The function will be like the following.

DNI <- function(number) {
    letters <- c("T", "R", "W", "A", "G", "M", "Y", "F", "P", "D", "X", "B",
                 "N", "J", "Z", "S", "Q", "V", "H", "L", "C", "K", "E")
    letters <- letters[number %% 23 + 1]
    return(letters)
}
DNI(50247828) # G

Example function 2: Throwing a die

The next function simulates n (by default n = 100) dice throws. The function returns the frequency table and the corresponding plot.

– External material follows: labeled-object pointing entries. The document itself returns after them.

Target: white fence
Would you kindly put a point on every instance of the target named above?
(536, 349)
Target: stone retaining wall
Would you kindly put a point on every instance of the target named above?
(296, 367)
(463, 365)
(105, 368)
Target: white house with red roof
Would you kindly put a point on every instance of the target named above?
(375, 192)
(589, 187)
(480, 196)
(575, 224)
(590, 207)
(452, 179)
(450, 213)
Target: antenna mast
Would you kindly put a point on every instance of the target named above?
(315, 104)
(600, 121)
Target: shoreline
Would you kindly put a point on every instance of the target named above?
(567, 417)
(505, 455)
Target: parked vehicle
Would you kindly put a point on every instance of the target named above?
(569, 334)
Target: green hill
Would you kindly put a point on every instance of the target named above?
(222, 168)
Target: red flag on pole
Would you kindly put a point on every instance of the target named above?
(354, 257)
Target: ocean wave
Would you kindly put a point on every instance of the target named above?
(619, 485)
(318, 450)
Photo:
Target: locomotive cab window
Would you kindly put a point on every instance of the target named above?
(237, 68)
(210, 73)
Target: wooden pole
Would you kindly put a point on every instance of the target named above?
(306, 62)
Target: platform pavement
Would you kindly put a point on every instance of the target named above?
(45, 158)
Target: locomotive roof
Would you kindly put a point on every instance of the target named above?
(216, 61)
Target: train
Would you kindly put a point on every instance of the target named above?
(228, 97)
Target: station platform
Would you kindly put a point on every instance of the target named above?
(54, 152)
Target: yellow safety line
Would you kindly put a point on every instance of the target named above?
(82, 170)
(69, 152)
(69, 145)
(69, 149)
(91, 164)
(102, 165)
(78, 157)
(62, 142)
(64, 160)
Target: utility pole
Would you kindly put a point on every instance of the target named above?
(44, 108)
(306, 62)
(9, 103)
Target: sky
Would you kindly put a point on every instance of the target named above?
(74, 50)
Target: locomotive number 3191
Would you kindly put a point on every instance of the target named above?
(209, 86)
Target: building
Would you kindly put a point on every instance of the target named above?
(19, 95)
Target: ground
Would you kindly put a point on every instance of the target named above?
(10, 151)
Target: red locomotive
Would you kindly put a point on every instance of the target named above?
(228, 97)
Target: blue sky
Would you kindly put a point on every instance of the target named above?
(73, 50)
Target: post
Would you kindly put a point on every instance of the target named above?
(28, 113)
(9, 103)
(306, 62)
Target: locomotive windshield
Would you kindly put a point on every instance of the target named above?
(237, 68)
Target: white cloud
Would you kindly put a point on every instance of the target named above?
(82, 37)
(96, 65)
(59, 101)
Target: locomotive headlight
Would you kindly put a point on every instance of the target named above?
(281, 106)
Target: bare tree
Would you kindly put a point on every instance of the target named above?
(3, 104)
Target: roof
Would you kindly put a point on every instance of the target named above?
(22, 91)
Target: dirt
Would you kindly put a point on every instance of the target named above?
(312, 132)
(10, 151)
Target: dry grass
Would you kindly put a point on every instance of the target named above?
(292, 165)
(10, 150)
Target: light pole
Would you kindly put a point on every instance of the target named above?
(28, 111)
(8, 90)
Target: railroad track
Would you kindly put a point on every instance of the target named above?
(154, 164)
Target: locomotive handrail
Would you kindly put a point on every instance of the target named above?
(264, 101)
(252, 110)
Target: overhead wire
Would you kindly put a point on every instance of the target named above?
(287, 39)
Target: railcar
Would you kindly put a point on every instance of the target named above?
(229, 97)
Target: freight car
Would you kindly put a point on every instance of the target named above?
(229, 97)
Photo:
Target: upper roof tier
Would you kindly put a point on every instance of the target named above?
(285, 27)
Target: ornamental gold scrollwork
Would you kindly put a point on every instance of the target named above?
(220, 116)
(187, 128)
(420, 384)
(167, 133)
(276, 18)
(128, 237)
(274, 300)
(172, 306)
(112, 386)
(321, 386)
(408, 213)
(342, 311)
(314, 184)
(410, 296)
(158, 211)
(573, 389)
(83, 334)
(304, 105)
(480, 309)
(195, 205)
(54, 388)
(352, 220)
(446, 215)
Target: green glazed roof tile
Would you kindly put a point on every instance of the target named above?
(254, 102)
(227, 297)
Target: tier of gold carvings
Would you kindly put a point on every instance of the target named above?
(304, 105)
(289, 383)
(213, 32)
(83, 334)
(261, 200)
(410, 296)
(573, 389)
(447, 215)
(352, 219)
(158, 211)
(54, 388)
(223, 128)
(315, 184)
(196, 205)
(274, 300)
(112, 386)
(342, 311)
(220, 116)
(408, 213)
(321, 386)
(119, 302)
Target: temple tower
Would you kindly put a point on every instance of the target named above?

dice <- function(n = 100){
    throws <- sample(1:6, n, rep = T)
    frequency <- table(throws)/n
    barplot(frequency, main = "")
    abline(h = 1/6, col = 'red', lwd = 2)
    return(frequency)
}

Now you can see the simulation results executing the function.

par(mfcol = c(1, 3))

dice(100)
dice(500)
dice(100000)
# 100
 1     2    3   4    5    6
0.17 0.11 0.20 0.16 0.25 0.11

# 500
  1     2     3    4      5     6
0.144 0.158 0.148 0.178 0.164 0.208

# 100000
    1      2       3       4       5      6
0.16612 0.16630 0.16569 0.16791 0.16697 0.16701

Output of the dice functions

As you can see, as we increase n we are closer to the theoretical value 1/6 = 0.1667.